Table 2. Comparison of genes predicted in Gambusia affinis from BLAST to genome annotations for Poecilia reticulate (guppy), Xiphophorus maculatus (platyfish), and Oryzias latipes (medaka) from NCBI .
G. affinis | P. reticulataa | X. maculatusb | O. latipesc | |
---|---|---|---|---|
Number of protein-encoding genes | 21,144 | 22,982 | 22,082 | 22,658 |
Mean gene length (bp) | 13,510 | 18,441 | 15,702 | 16,221 |
Mean CDS length (bp) | 1,827 | 2,175 | 1,714 | 1,893 |
# of G. affinis BLASTP Hits | — | 20,511 | 19,904 | 18,880 |
Number of exons | 236,097 | 276,363 | 227,016 | 258,916 |
Mean exon length (bp) | 164 | 267 | 189 | 260 |
Mean number of exons per gene | 11.2 | 12.9 | 10.6 | 11.0 |
Number of introns | 214,953 | 248,065 | 205,251 | 230,293 |
Mean intron length (bp) | 1,151 | 2,000 | 1,500 | 1,726 |
In 66 sequenced fish genomes, 4584 genes are found as single copy in at least 90% of these species. In the G. affinis genome, 95.5% (4379) of these 4584 genes had “complete” orthologs, defined as genes that scored within the expected range and were within the expected length. Of these, 93.4% of the total were found in single copy and 2.1% were duplicated. About 2.6% (120) of genes were “fragmented”, meaning that there was a significant match to a gene within the G. affinis genome, but the length was outside of two standard deviations of the BUSCO group mean length, either because the gene is only partially present or indicating a problem with the genome assembly. The last 1.9% (85 genes) had no significant matches, indicating that the ortholog is missing or highly divergent, the gene prediction failed, or those genes are incorrectly assembled.
ncRNA prediction
1769 tRNAs were detected by tRNAscan-SE 2.0 in total (see Files S10 and S11 for the sequence and structure of tRNAs), out of which 260 were found to decode for amino acids, including a single tRNA which decodes for selenocysteine. 22 tRNAs had undetermined isotypes. Related species had more tRNAs decoding amino acids and tRNAs with undetermined isotypes (Table 3). 1453 tRNAs were detected as pseudogenes with poor primary/secondary structures, more than in O. latipes but fewer than in P. reticulata. These were found to have a low Infernal as well as Isotype score in the predicted output from tRNAscan-SE 2.0. Thirty-four tRNAs were chimeric with mismatched isotypes, meaning they have specific identity elements in their bodies which are recognized by specific tRNA synthetases, but they code for mRNAs corresponding to different amino acids due to point mutations in their anticodon sequence. Hence, there exists a disagreement in their functional classification, with predicted isotype based on the anticodon sequence and another predicted by the isotype-specific covariance model (Lowe and Chan 2016).

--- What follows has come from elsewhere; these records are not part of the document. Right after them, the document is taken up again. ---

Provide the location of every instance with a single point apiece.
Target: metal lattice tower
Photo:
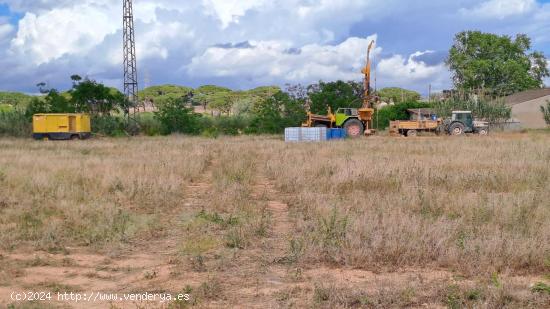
(130, 61)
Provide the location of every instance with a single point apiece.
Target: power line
(130, 61)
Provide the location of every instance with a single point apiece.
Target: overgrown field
(255, 222)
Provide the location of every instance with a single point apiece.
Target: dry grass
(476, 208)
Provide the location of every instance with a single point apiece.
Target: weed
(541, 287)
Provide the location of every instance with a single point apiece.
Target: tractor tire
(354, 128)
(456, 129)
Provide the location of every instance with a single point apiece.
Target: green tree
(398, 95)
(57, 103)
(496, 64)
(275, 113)
(335, 95)
(546, 112)
(176, 117)
(36, 106)
(494, 111)
(93, 97)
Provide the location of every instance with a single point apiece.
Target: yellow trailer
(61, 126)
(421, 120)
(413, 127)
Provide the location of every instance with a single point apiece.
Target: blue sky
(248, 43)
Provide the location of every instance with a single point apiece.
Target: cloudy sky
(247, 43)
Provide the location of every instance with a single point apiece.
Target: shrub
(272, 115)
(398, 95)
(109, 125)
(14, 123)
(6, 108)
(494, 111)
(225, 125)
(148, 124)
(175, 117)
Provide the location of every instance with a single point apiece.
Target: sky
(243, 44)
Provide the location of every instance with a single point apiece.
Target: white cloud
(71, 30)
(501, 9)
(272, 61)
(177, 39)
(397, 70)
(5, 31)
(228, 11)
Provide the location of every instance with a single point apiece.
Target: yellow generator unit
(61, 126)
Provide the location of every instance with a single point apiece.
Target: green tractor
(463, 122)
(356, 121)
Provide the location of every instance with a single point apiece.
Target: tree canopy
(499, 65)
(398, 95)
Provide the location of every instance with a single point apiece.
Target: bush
(6, 108)
(14, 123)
(109, 125)
(398, 95)
(274, 114)
(225, 125)
(494, 111)
(149, 125)
(175, 117)
(398, 111)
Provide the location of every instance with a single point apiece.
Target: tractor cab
(343, 114)
(463, 122)
(464, 117)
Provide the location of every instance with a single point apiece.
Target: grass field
(254, 222)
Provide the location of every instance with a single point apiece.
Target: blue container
(336, 134)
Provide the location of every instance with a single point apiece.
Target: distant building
(526, 107)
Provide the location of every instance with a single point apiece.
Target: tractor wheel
(456, 129)
(483, 132)
(354, 128)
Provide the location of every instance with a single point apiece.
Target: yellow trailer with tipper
(61, 126)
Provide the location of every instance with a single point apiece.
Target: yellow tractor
(356, 121)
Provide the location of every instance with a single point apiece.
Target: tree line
(484, 67)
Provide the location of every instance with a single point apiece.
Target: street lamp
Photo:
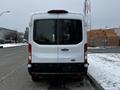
(4, 12)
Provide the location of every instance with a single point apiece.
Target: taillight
(85, 55)
(30, 53)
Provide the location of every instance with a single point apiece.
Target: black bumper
(57, 68)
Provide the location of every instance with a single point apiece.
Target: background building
(7, 35)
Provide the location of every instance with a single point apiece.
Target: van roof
(57, 11)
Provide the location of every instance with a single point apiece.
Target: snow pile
(12, 44)
(105, 68)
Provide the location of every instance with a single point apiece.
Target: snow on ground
(12, 44)
(105, 68)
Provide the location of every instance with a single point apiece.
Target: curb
(94, 82)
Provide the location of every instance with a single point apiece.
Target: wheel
(35, 78)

Table 3. The number of tRNAs predicted in the Gambusia affinis genome compared to Xiphophorus maculatus (platyfish), Poecilia reticulata (guppy), and Oryzias latipes (medaka).
G. affinis | P. reticulata | X. maculatus | O. latipes | |
---|---|---|---|---|
tRNAs decoding standard 20 AA | 260 | 439 | 535 | 726 |
Selenocysteine tRNAs | 1 | 3 | – | 4 |
Possible suppressor tRNAs | 0 | 1 | – | 2 |
tRNAs with undetermined or unknown isotypes | 22 | 65 | – | 603 |
Predicted pseudogenes | 1453 | 4186 | – | 497 |
284 tRNAs had introns, out of which 257 were predicted to be pseudogenes, two were chimeras, and 25 decoded for the twenty standard amino acids. No suppressor tRNAs were found in the analysis. The subset of predicted tRNAs decoding for amino acids were also predicted in a large number of other species in both GtRNAdb and tRNAdb. 665 miRNAs, 4 rRNAs, 50 snRNAs, and 164 snoRNAs were predicted in the G. affinis genome (Table 4; File S12). Compared to other fish with sequenced genomes, including X. maculatus, O. latipes, G. aculeatus, and D. rerio, G. affinis had the highest number of miRNAs predicted, but fewest rRNAs, snRNAs, and snoRNAs.

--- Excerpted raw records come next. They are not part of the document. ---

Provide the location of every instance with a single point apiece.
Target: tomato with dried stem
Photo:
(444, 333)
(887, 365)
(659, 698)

Table 4. The number of noncoding RNAs predicted in Gambusia affinis compared to Xiphophorus maculatus (platyfish), Oryzias latipes (medaka), Gasterosteus aculeatus (stickleback), and Danio rerio (zebrafish).
G. affinis | X. maculatus | O. latipes | G. aculeatus | D. rerio | |
---|---|---|---|---|---|
miRNA | 665 | 342 | 366 | 504 | 440 |
rRNA | 4 | 6 | 57 | 416 | 1579 |
snRNA | 50 | – | 76 | 366 | 1287 |
snoRNA | 164 | – | 225 | 297 | 305 |
Transposable elements
MITE-hunter found 170 consensus elements and, of these, 102 consensus elements were from 24 families and the other 68 were from singlet families. After further sequence analyses, 35 sequences were added in the repeat library. Twenty of these 205 total repetitive sequences were found to be very conserved relative to the X. maculatus genome (full length sequence, >90% of identity).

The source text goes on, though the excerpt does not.